Last week the world was riveted by scenes of smoke and flames as fire consumed the thousand-year-old timbers supporting the roof of Paris’ Notre Dame Cathedral. Yet amid the sadness and the sobering images, we can find important lessons about innovation.
1. Innovation can arise in response to upheaval.
Sometimes innovation is planned — strategically determined and charted. At other times it comes upon us out of unexpected circumstances. For Notre Dame, the catalyst is a fire. For companies, it may be a startling economic downturn. Or a key supplier is struck by a natural disaster, upsetting a supply chain. A competitor becomes stronger, or weaker. Upheavals in normal business operations can generate a need for a quick and innovative response. Leaders must be ready for both planned and spontaneous innovation opportunities.
2. Tragedy can bring opportunity.
While no one can be happy about the destruction at Notre Dame, the nearly $1 billion in donations raised in a matter of days means that the cathedral’s rebuilding efforts will be funded at more than five times the former restoration budget. There is talk of an architectural competition for alternative roof designs (surely to spark a spirited debate among traditionalists about the most famous Gothic structure built more than 850 years ago). The fire also generated the opportunity to reflect on the value of culture, and created a global community of those who felt connected to the Cathedral in some way. The memory of nearly losing this cultural treasure means that its value will be uppermost in the hearts and minds of people worldwide for decades to come.

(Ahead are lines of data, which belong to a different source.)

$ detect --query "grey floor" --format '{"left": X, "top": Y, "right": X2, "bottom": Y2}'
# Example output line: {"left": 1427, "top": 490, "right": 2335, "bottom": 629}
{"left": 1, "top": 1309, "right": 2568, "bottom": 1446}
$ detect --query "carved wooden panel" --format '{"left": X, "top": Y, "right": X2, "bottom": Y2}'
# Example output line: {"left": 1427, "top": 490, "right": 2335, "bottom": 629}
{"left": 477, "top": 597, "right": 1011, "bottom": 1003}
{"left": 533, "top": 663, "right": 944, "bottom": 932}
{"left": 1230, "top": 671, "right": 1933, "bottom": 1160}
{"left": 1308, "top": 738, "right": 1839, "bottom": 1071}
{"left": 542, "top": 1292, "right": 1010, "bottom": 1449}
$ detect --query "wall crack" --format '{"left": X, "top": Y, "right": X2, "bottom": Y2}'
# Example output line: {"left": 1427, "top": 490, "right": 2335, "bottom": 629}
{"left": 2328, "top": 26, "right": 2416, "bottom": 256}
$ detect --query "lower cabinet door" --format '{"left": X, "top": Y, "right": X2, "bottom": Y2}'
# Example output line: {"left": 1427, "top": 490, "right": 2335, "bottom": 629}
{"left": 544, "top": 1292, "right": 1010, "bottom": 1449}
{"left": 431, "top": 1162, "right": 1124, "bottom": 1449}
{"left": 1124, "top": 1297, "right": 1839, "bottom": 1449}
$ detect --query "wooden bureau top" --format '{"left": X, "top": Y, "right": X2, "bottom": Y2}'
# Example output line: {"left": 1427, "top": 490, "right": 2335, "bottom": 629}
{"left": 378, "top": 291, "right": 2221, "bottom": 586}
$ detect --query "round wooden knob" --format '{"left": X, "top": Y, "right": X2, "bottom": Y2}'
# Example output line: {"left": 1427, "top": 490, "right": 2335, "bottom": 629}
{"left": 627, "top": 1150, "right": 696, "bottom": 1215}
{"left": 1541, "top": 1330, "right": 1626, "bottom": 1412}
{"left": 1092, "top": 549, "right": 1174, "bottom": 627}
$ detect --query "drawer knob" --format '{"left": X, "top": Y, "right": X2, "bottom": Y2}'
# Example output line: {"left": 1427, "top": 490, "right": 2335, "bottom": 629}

3. Luck often plays a part.
In spite of the devastation, not a single life was lost in the fire (although it was reported that one firefighter was seriously injured). Sixteen copper statues of the 12 apostles and the four evangelists had been removed for restoration just a week ago, saving them from what likely would have been complete destruction. The fire also did not reach the towers, where the iconic stained glass rose window would likely have been destroyed once the heat melted its lead lattice. Plus, within the last decade historian Andrew Tallon completed detailed laser scans of Notre Dame, using technology unavailable only recently. Yes, we are saddened at the loss, but as seasoned innovation executives will admit, there are often forces of luck that influence outcomes both positive and negative.
Your challenge for the week: Consider how prepared you are to take advantage of innovation opportunities that may arise from unexpected events. Can you be nimble and responsive in the face of upheaval?